“A democracia ameaçada”, é o Editorial de Diogo Queiroz de Andrade (DQA) no “Público” de 31JUL18. DQA agarra em recentes investigações do Parlamento Britânico, num relatório da Universidade de Oxford e (adivinha) os resultados das investigações de Robert Mueller nos EUA, para denunciar a “manipulação democrática” dos eleitores pelo Facebook e provar o papel central da Rússia nessa manipulação. Com o quadro “completo”, DQA, conclui: “O Facebook é a máquina perfeita para a manipulação em larga escala”. E é mais perigosa, porque é uma “dócil manipulação”.

Não se tratará agora de questionar as certezas certas do editorialista sobre a influência determinante do Facebook nos resultados de referendos e eleições, e o papel relevante nesta nova guerra fria, via redes sociais, da Rússia. Mas apenas pretexto para levantar interrogações.

DQA e outros jornalistas e comentadores e articulistas dos media portugueses (imprensa escrita, rádio, televisão) há décadas que determinam, conformam o pensamento dominante (e único), económico, político, ideológico e partidário (alguns diriam pensamento mainstream) tendo como referentes os quadros ideológicos neoliberais, a “ideologia comunitária”, isto é, a que tem suportado a integração capitalista europeia, ou a simples replicação de correntes mediáticas do imperialismo. O “Público” onde DQA escreve é um caso de estudo!

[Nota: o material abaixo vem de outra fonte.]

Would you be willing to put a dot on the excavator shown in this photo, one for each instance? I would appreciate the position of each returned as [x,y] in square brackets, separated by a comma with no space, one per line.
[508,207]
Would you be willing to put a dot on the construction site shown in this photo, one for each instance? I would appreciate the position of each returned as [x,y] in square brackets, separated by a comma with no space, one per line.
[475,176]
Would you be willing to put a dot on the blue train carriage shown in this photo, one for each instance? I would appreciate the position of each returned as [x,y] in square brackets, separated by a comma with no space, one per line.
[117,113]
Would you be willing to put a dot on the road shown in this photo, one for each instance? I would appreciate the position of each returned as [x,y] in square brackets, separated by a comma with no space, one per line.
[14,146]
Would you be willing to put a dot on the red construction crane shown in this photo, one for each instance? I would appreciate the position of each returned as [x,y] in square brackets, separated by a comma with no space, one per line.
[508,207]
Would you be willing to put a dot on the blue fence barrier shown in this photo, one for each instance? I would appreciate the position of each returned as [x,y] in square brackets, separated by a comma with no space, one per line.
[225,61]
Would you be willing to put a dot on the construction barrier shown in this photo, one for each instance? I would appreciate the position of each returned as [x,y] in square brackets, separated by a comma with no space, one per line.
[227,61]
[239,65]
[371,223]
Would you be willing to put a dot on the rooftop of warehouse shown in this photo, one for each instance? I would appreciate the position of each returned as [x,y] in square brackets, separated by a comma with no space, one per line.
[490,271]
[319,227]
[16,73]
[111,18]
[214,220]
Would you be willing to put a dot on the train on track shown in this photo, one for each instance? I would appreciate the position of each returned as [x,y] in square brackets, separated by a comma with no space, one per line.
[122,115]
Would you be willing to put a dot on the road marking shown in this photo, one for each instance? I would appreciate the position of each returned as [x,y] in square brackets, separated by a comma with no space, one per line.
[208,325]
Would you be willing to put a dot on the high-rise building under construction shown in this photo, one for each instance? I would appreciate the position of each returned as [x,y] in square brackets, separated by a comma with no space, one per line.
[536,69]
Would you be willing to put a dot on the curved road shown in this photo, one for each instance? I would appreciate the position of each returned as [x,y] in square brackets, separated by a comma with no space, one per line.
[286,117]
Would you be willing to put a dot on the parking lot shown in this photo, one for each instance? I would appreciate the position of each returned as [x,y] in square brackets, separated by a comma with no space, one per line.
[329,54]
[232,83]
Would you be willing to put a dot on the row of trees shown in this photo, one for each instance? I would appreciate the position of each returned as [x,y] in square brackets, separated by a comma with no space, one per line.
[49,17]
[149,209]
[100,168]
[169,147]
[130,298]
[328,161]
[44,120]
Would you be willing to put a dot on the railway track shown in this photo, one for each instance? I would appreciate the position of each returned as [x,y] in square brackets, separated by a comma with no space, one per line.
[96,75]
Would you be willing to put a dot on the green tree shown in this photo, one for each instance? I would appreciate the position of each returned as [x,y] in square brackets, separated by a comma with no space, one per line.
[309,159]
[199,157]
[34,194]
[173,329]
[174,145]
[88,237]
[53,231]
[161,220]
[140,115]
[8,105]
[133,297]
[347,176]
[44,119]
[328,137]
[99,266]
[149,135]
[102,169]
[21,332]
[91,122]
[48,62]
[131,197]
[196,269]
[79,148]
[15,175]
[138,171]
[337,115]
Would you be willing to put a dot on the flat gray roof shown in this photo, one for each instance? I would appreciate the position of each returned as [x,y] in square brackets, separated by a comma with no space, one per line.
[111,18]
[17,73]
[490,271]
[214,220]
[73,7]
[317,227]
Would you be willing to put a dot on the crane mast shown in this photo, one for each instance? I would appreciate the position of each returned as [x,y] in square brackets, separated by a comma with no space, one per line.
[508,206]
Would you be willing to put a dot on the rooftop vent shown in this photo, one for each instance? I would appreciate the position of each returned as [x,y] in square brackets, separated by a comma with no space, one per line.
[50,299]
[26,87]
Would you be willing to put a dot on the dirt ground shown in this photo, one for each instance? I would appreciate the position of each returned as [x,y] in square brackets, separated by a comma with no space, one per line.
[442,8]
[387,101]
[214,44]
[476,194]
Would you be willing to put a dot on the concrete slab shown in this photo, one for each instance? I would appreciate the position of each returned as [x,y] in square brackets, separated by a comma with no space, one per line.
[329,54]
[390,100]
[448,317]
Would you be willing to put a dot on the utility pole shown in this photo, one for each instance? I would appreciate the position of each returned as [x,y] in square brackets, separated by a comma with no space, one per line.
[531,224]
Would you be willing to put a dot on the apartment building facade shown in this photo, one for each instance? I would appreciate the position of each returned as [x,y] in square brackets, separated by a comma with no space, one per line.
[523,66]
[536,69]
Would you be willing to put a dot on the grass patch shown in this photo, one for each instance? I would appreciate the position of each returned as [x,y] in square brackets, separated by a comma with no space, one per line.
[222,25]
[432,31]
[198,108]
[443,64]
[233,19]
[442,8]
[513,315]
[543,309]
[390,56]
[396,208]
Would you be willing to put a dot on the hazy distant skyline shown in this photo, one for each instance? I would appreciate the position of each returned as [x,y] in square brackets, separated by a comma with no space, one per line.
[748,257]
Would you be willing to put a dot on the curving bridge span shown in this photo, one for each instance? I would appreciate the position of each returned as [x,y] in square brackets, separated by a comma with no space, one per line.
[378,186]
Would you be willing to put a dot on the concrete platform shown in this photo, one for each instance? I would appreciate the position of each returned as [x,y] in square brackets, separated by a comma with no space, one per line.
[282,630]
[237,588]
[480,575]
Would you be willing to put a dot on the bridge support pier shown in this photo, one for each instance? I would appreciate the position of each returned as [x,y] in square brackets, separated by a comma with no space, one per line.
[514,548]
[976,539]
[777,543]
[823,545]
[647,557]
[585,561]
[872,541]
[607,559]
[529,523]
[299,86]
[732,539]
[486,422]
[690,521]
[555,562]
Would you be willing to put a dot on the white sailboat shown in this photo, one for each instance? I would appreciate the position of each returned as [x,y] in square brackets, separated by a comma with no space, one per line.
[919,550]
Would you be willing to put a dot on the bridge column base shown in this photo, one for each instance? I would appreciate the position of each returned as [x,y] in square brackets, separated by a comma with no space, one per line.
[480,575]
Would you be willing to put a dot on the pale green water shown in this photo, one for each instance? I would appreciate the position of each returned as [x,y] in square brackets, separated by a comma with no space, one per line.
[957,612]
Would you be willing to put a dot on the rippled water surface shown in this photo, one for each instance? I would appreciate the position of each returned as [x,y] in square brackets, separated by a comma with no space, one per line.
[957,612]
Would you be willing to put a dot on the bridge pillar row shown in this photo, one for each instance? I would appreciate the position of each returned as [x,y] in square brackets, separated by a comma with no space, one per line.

Quando será que DQA e os seus pares levantarão o problema da “manipulação democrática” dos eleitores portugueses pelos seus órgãos de comunicação social, no decurso da intensa vida democrática do país após o 25 de Abril, em sucessivas eleições e referendos? Quando baterão contritos no peito, face aos riscos que percepcionam no Facebook, da tentativa de configuração do poder político a um “arco de governação” PS, PSD, CDS, excluindo todos os outros partidos? Quando mostrarão verdadeiro e sentido arrependimento, pedindo desculpa aos portugueses, pela mentirola eleitoral, repetida vezes sem conta, da pretensa “eleição do primeiro-ministro”? Quando farão alguma investigação, análise e reflexão, a que, corresponderão editoriais, sobre o comportamento de uma comunicação social, que em geral, claramente marginaliza e discrimina pelo silêncio, ocultação e tantas vezes pela deturpação a intervenção e posicionamento de um partido como o PCP?

Quando deixarão de achar estranho que um partido, analisando os resultados eleitorais, se refira criticamente à influência negativa da comunicação social? Quando deixarão de cobrir com o manto diáfano da “independência” os agentes e actores mediáticos e políticos, de opções políticas, ideológicas e até partidárias bem assumidas (basta não estar no “activo”, isto é não desempenhar funções institucionais, para ganhar o adjectivo), para falsificarem e manipularem o debate democrático, por ausência de efectivo contraditório, ou mesmo só da possibilidade de contraposição e defesa de quem nunca está presente, por exclusão? Quando?

E esta não é a manipulação doce do Facebook, a que se refere DQA. É uma manipulação com artilharia pesada, por terra, ar e mar. E, ao mesmo tempo, suprema contradição, não se vê nem se sente, e entra-nos todos os dias em casa, sem nos pedir licença. Com a agravante de que a pagamos.

O autor escreve de acordo com a antiga ortografia.